If you want to play a Mickey Mouse sidescroller again, Power of Illusion fits the bill in the sense that we've been waiting a long time for it, and believe it or not I spent over 8 hours playing it. It's just too bad that flawed gameplay concepts and frustrating final levels show up to ruin the nostalgic fun.

Presentation: All-text story sequences continue to feel like a step back, and though the characters have their charms, their dialogue feels bland. A hub world Castle (of sorts) provides some fun character interaction between the levels.

Graphics: The game definitely looks the part, with colorful and very detailed foregrounds as the 3D adds depth to the back. (New Super Mario Bros 2, take notes.) Some framerate drops later on.

Gameplay: Your average 2D platformer at heart, with some last minute frustrations and under-developed ideas leaving a mark.

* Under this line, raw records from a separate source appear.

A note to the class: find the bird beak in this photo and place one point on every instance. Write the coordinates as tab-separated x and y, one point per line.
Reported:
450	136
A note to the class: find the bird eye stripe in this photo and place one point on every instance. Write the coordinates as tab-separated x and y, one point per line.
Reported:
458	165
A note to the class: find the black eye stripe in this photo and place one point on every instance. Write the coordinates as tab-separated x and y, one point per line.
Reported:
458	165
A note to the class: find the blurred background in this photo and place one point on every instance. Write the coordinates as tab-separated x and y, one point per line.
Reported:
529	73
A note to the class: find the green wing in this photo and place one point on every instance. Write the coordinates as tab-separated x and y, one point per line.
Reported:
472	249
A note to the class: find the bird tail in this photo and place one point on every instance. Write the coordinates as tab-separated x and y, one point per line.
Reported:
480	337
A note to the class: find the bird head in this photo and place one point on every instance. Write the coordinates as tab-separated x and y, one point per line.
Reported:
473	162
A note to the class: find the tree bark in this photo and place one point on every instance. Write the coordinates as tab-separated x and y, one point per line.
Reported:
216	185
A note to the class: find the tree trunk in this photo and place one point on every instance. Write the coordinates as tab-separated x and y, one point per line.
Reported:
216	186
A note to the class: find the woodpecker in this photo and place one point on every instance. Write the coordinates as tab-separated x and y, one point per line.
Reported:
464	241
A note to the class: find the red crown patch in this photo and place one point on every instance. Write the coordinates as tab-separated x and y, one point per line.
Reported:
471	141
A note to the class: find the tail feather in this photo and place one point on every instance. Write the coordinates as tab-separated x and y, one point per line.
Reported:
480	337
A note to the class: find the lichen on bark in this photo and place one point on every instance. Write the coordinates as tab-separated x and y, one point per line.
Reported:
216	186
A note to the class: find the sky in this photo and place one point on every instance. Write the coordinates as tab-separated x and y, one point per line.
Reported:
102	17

Sound: Music is epic. Effects are great.

Replay Value: There are plenty of additional powers to unlock should you want them, and upgrading your teammates' rooms is a fun bonus. Game took me a little over 8 hours according to my 3DS Activity Log; not bad for a game that many deemed to be "too short."

Overall: 6.5/10

(Note; my reviews go on a .5 scale.)  

Friday, December 21, 2012

Blog Post; When box art becomes a big deal

I had this post in mind about a week ago, with lots to say and a clear direction planned for this topic, but then the tragedy struck in Connecticut and I lost my enthusiasm for it. Not that I should have; the two are definitely not related, (despite the media's ever-present attempts to link video games and shootings) but I just couldn't justify, on a personal level, making a post on something as "created" as video game bo xart in the wake of such real pain. My heart goes out to all who were affected.

But now it's been a week, and now I feel I can go back to doing..well, this. So let's get to it.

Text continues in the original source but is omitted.